Ähnliche Eindrücke hat auch Ursula Glatz gesammelt. Sie ist Koordinatorin der „Fachrunde gegen sexuellen Mißbrauch von Kindern in Kreuzberg“ und arbeitet seit 1987 mit VertreterInnen von Kitas, Schulen, Ämtern, Projekten, aber auch mit der Polizei zusammen. Die Angriffe von Rutschky und Wolff und anderen Mißbrauchs-Kritikern hätten für Kinder und HelferInnen nicht nur von „Wildwasser“, sondern auch von KIZ (Kind im Zentrum) und anderen Beratungsstellen „schlimme Konsequenzen“.

Während ihrer langjährigen Arbeit als Koordinatorin sind ihr bei den Spezialberatungsstellen keine Fälle bekannt geworden, bei denen einem Mißbrauchsverdacht fehlerhaft nachgegangen wurde. Bekannt seien ihr allerdings, so schränkt sie ein, einige wenige Fälle, bei denen Erzieherinnen oder Lehrerinnen sich getäuscht hätten. Diese würden dann „im Fernsehen aufgebauscht und pauschalisiert“. „Ein Kinderarzt diagnostiziert doch auch mal falsch“, verteidigt sich Ursula Glatz, „und da wird auch nicht gleich der gesamte Berufsstand in Frage gestellt.“ Glatz fordert deshalb einen öffentlichen Diskurs mit allen Beteiligten, bei dem ein neues Bewußtsein über die Tragweite der Kampagne geschaffen werden soll.

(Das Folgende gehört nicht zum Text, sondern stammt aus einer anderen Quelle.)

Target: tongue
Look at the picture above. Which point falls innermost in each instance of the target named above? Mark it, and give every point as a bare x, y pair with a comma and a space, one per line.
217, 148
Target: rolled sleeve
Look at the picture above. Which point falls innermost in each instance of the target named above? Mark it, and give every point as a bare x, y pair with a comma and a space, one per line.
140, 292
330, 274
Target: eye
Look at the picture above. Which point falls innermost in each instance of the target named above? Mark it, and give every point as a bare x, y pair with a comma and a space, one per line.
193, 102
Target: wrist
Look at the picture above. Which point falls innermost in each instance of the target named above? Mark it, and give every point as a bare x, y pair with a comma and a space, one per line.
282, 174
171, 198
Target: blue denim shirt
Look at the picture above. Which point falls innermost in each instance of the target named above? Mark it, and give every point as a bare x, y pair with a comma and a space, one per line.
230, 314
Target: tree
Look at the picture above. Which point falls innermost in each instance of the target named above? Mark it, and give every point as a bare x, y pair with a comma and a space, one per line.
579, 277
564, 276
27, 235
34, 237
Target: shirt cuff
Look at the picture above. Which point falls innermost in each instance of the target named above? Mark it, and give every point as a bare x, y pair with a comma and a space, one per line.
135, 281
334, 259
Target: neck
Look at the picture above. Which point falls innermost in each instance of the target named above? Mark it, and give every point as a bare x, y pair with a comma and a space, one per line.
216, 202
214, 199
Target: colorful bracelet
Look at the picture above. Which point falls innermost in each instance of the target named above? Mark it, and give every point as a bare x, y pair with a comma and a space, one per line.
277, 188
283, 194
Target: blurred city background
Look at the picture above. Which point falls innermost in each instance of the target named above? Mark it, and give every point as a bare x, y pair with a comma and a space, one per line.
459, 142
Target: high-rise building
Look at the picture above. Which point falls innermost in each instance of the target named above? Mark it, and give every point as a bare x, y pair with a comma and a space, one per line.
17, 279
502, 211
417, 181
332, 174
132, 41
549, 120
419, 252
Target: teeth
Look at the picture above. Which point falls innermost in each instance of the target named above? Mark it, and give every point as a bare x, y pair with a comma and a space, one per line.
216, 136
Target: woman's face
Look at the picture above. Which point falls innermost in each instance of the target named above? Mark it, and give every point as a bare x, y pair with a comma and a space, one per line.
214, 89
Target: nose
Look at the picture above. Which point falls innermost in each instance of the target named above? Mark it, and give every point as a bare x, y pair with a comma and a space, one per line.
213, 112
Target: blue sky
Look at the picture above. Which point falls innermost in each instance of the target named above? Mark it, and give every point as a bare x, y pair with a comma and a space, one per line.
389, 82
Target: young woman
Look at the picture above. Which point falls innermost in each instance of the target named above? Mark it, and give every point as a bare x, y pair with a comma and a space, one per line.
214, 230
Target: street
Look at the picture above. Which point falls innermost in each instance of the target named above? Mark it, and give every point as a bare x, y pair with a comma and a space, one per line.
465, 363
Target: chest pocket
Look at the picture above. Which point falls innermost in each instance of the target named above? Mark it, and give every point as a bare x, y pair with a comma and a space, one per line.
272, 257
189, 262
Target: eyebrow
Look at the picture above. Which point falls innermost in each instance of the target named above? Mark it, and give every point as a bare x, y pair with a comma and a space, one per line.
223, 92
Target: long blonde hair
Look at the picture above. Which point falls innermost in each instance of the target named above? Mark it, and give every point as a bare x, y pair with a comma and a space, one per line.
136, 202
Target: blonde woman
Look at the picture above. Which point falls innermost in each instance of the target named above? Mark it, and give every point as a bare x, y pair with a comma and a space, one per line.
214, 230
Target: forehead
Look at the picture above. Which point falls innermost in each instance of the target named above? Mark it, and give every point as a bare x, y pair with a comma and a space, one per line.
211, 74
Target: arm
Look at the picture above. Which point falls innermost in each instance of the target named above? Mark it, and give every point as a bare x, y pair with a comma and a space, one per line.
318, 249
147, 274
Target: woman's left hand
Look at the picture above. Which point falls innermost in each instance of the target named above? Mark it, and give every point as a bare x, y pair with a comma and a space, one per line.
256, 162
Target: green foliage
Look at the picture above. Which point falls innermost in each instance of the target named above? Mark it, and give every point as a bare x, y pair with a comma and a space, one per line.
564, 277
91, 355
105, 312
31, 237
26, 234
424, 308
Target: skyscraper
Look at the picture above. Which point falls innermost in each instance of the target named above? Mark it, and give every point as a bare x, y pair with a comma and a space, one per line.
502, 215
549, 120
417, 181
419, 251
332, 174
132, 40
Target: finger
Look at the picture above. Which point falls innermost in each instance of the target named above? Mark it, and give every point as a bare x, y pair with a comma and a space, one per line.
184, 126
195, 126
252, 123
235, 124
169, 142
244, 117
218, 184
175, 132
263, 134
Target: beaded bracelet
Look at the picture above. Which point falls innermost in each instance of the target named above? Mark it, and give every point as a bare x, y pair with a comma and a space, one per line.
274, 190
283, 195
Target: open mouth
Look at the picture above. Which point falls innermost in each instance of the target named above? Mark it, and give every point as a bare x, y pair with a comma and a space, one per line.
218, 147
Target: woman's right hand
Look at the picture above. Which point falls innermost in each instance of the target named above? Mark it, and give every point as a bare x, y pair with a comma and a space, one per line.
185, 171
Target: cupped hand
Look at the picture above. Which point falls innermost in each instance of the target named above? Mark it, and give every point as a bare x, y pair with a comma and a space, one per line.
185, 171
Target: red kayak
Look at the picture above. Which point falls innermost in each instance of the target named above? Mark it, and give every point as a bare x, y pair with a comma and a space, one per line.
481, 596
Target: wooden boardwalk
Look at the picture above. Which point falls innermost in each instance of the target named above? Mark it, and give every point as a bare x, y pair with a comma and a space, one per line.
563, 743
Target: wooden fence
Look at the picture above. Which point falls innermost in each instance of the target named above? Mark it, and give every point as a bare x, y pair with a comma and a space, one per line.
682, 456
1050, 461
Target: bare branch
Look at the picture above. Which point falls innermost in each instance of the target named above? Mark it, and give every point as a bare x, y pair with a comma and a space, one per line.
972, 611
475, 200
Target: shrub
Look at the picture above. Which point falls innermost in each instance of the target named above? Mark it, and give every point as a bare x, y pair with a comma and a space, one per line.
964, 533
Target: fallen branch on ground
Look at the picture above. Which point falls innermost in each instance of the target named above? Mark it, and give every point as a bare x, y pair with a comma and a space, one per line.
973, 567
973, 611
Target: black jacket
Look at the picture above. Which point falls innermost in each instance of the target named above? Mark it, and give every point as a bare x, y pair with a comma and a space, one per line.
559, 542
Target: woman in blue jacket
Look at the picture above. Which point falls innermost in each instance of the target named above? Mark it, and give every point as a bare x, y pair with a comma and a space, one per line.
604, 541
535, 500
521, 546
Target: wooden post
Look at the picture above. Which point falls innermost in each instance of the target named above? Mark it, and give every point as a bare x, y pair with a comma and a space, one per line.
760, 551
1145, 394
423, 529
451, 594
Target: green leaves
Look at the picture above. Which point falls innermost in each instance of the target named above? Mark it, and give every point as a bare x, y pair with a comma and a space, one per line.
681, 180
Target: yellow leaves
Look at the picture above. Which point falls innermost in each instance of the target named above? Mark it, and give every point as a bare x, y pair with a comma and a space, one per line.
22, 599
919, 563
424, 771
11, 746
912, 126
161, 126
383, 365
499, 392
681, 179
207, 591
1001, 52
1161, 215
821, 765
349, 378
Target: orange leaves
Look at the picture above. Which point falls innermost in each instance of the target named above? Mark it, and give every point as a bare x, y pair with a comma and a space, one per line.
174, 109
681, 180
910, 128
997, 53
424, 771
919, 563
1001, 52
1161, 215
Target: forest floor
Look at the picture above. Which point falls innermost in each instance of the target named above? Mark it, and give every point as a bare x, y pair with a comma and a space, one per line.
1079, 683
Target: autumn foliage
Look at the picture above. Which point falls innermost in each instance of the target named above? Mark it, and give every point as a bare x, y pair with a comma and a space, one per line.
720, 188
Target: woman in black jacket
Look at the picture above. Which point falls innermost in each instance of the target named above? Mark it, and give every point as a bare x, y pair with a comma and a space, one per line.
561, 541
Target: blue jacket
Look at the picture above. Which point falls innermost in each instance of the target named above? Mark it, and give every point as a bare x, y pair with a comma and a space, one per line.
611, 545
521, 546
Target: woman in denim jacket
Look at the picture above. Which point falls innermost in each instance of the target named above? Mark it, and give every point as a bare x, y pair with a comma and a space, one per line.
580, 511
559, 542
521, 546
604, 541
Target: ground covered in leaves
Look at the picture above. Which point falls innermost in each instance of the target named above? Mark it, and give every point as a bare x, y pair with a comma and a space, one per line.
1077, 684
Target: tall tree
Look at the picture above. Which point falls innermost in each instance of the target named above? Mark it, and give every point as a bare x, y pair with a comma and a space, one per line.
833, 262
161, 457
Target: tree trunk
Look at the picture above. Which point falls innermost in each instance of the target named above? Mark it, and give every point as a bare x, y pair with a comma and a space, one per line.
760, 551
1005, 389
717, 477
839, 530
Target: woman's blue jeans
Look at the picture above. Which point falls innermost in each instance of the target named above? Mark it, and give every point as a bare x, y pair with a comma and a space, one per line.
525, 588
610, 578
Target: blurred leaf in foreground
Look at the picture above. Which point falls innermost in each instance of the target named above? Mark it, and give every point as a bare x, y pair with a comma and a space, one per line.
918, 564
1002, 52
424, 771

Besonders fatal an der öffentlichen Diskussion findet der Kinder- und Jugendpsychiater Jörg Fegert, der als einer der kompetentesten Fachleute für den Umgang mit sexuellem Mißbrauch gilt, daß das Schicksal der Kinder dabei in den Hintergrund trete. Die Kampagne hätte die Forschung „um Jahre zurückgeworfen“. Nicht mehr die spezifische Hilfe und deren Therapieformen stünden im Vordergrund, sondern in Fachkreisen werde hauptsächlich darüber diskutiert, ob es sexuellen Mißbrauch überhaupt gebe.

Deshalb brauchte der Oberarzt der Abteilung für Psychiatrie und Neurologie des Kinder- und Jugendalters an der Freien Universität (FU) mehrere Anläufe und viel Hartnäckigkeit, um zwei Forschungsvorhaben bewilligt zu bekommen. Ausgewertet werden sollen Gruppendiskussionen von TherapeutInnen, die über ihre Erfahrungen und Schwierigkeiten bei der Arbeit mit sexuell mißbrauchten Kindern sprechen.